C’est Alain Madelin, ex-ministre libéral, qui avec Maastricht voit dans l’Europe « une assurance-vie contre toute expérience socialiste ».
C’est Christophe Barbier, rédacteur en chef de L’Express, qui recommande un nouveau traité européen, mais puisque « les peuples ne valideront jamais un tel traité, un putsch légitime est nécessaire ».
C’est James Lovelock, scientifique influent, qui nous avise : « Face à la crise écologique, il peut être nécessaire de mettre la démocratie de côté pour un moment. »
C’est Georges Steiner, essayiste, qui esquisse la suite : « Il est concevable que la solution dans les grandes crises économiques soit une solution à la chinoise, technocratique. Que nous évoluions vers un despotisme libéral. Ce n’est pas un oxymore. Il reviendra peutêtre à des despotismes technologiques d’affronter les grandes crises qui dépassent les systèmes libéraux traditionnels. »

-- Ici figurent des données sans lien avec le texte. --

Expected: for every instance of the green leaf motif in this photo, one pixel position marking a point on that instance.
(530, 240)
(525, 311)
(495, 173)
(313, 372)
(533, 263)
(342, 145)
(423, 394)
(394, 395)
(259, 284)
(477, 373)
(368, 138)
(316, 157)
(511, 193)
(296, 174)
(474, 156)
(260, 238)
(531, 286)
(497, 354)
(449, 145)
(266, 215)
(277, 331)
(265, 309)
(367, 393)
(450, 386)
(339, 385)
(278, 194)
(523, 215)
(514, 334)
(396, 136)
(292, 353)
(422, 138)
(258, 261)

Voilà le climat du moment.
Voilà la tradition dont Emmanuel Macron est l’héritier, lorsqu’il s’en prend à « Jojo avec un gilet jaune » qui, durant un hiver sur les ronds points, « a le même statut qu’un ministre ou un député ! » Lorsqu’il déplore, dernièrement, « l’écrasement des hiérarchies », une « société qui s’horizontalise », une « crise de l’autorité » – il recycle Huntington sans le savoir. Lorsque, comme un réflexe, il applique à la crise sanitaire le « libéralisme autoritaire », mettant la démocratie de côté. Lorsqu’il se montre fort avec les citoyens : confinement, couvre-feu, amendes, interdits, « nous sommes en guerre », mais si faible avec l’économie : « libre » elle, libre de ses dividendes, libre de ses bénéfices, et pour les vaccins, ni réquisition ni licence d’office.

C’est la force d’une idéologie : à force d’être répétée, elle se respire avec l’air du temps. Elle s’applique comme Monsieur Jourdain fait de la prose, sans le savoir. Et notre Monsieur Jourdain de l’Élysée l’applique avec force, cette politique libérale-autoritaire.